A new grassroots group, concerned about Utah liquor laws, says it plans to represent everyday residents and “advocate for better beer laws."

The first item on Utah Consumer Coalition’s to-do list: change state law so that higher-alcohol beer can be served on tap.

“What we’ve done is we’ve picked an issue that we think everybody can agree on,” spokesman Michael Druce said Wednesday during an interview on The Salt Lake Tribune-FOX 13 “Booze News” podcast.

Having a bartender pour beer directly into a glass — from larger barrels or kegs — would eliminate waste from bottles, cans and other packaging, he said, and it possibly could reduce overconsumption.

Druce said the coalition was formed out of frustration over a new Utah law that increases the allowable alcohol content in grocery store beer — and brews sold on tap — from 3.2 to 4 percent alcohol by weight.

The minimal increase, which takes effect Nov. 1, is a major victory for grocery and convenience stores, which can now bring in a larger selection of beers to the state. But even with the boost, Utah retail stores still will have the lowest alcohol cap in the nation.

The coalition received initial funding from Robert Jensen, founder of Red Rock Brewing Co. (Druce’s previous employer) and Bob McCarthy, the owner of The Garage on Beck and Stoneground restaurant. Druce also has contributed personal funds.

The coalition plans to begin fundraising in August, Druce added, and will seek "contributions from community members, bars, restaurants, and any organization that is in support of this change.”

During the interview, Druce discussed why the coalition was formed, why beer taps are the group’s focus and why he thinks beer consumers should join the effort — although angry people need not apply. His comments have been edited for length and clarity.

What is the motivation?

The whole (2019 legislative) process was kind of the motivation for this organization. It was a lot like watching sausage get made and the consumers were not looked after in that process. Consumers were unimpressed by the actions of the breweries, the legislature and The Church of Jesus Christ of Latter day Saints. There’s a whole group of special interests that were involved in that, but the consumers were not considered.”

Can citizens join?

“We are a citizen lobbying group. We are incorporated as a 501 (c)(4) giving us the ability to advocate and to lobby. We currently have an operating board, but we’re very much in a startup position. The important thing is we need a base of consumers that care. We know people love to complain. But can we assemble a group of people that can have an impact? Ultimately what we want is a seat at the table. I’d like to see about 10,000 people involved and we’re not at that number yet.”

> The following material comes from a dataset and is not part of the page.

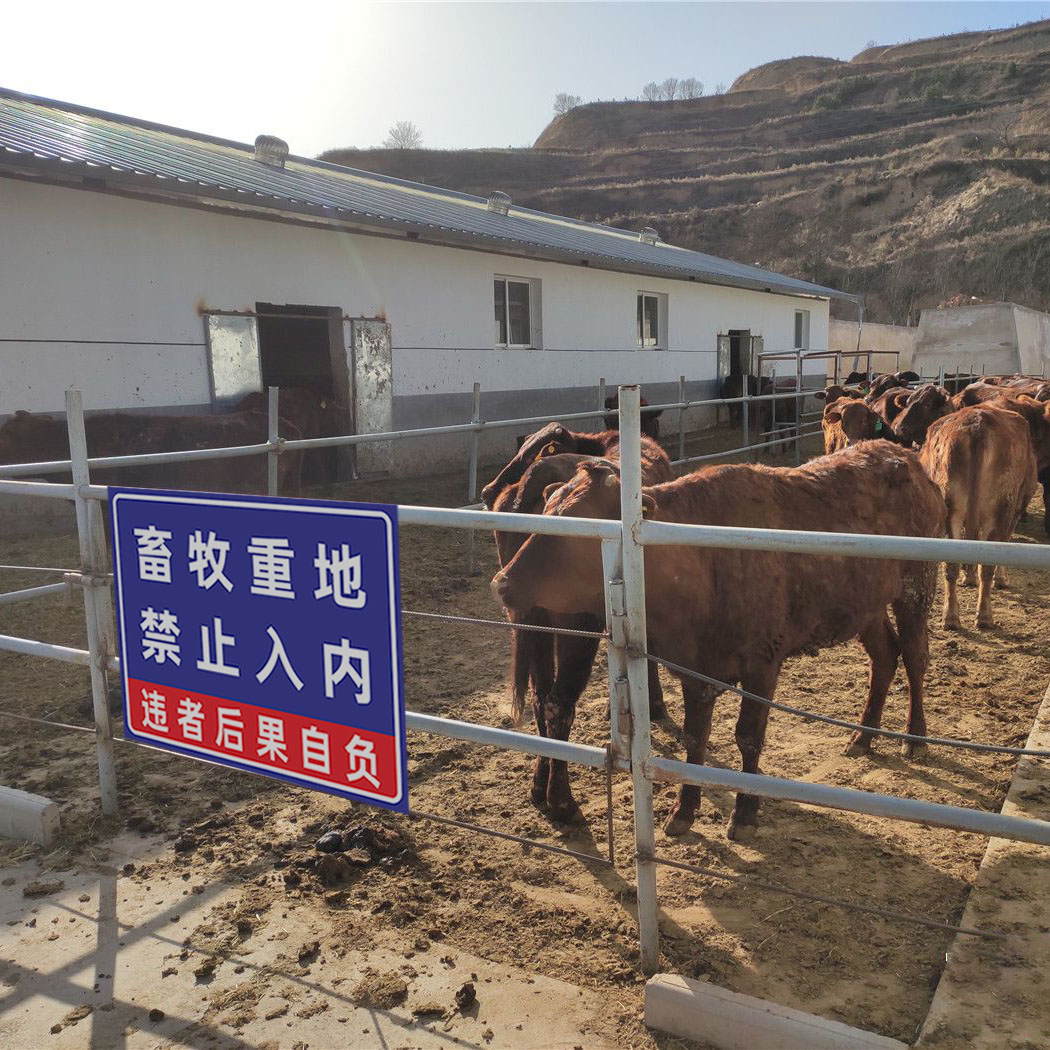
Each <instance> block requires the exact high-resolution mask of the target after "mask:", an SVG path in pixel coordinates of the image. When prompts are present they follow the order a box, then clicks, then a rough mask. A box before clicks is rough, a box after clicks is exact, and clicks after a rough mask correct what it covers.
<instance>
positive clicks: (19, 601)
mask: <svg viewBox="0 0 1050 1050" xmlns="http://www.w3.org/2000/svg"><path fill="white" fill-rule="evenodd" d="M67 588H68V584H64V583H62V584H44V585H43V586H41V587H26V588H24V589H23V590H20V591H6V592H4V593H3V594H0V605H15V604H16V603H18V602H31V601H33V600H34V598H35V597H46V596H47V595H48V594H61V593H62V592H63V591H64V590H66V589H67Z"/></svg>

What is the group’s top priority?

“What we would like to see is the ability to pour draft beer directly into the glass. Right now, you walk into a restaurant or a bar and — if the beer you order is above (the state limit) — they serve you a bottle. The consumer then pours what’s in the bottle into a glass and then the bottle goes into the trash. That makes absolutely no sense. At the very least it is an environmental issue. Right? You’ve got millions of bottles and cans per year that are just being disposed of needlessly.”

How will you address concerns about underage drinking and overconsumption?

“I can’t even order beer (at a restaurant or bar) without having my ID scanned. So there is no increased risk of underage drinking. It’s already a very controlled environment. If you go into any other city and you have a Double IPA or an imperial stout, it seldom is poured into a glass larger than 12 ounces. It might even be 10 ounces. In Utah, it could be a 22-ounce bottle they serve you. So immediately we’ve got the potential to reduce overconsumption. And any time we reduce overconsumption we’re automatically reducing the probability of impaired driving. So I think it’s a win win.”

What’s the next step?

“We’ve been reaching out to people to make them aware of what it is that we’re interested in changing. It’s going to come down to the level of support that we’re able to drum up between now and then. We’ve had a lot of people reach out to us and say, ‘Hey, we would like to help.’ We’re being very careful to not attract just angry people. That’s not going to help us. There’s effective complaining and there’s ineffective complaining and we want to make sure that we are considering all sides of this issue. What we’ve done is we’ve picked an issue that we think everybody can agree on.”


Clarification: This story has been updated to include contribution information.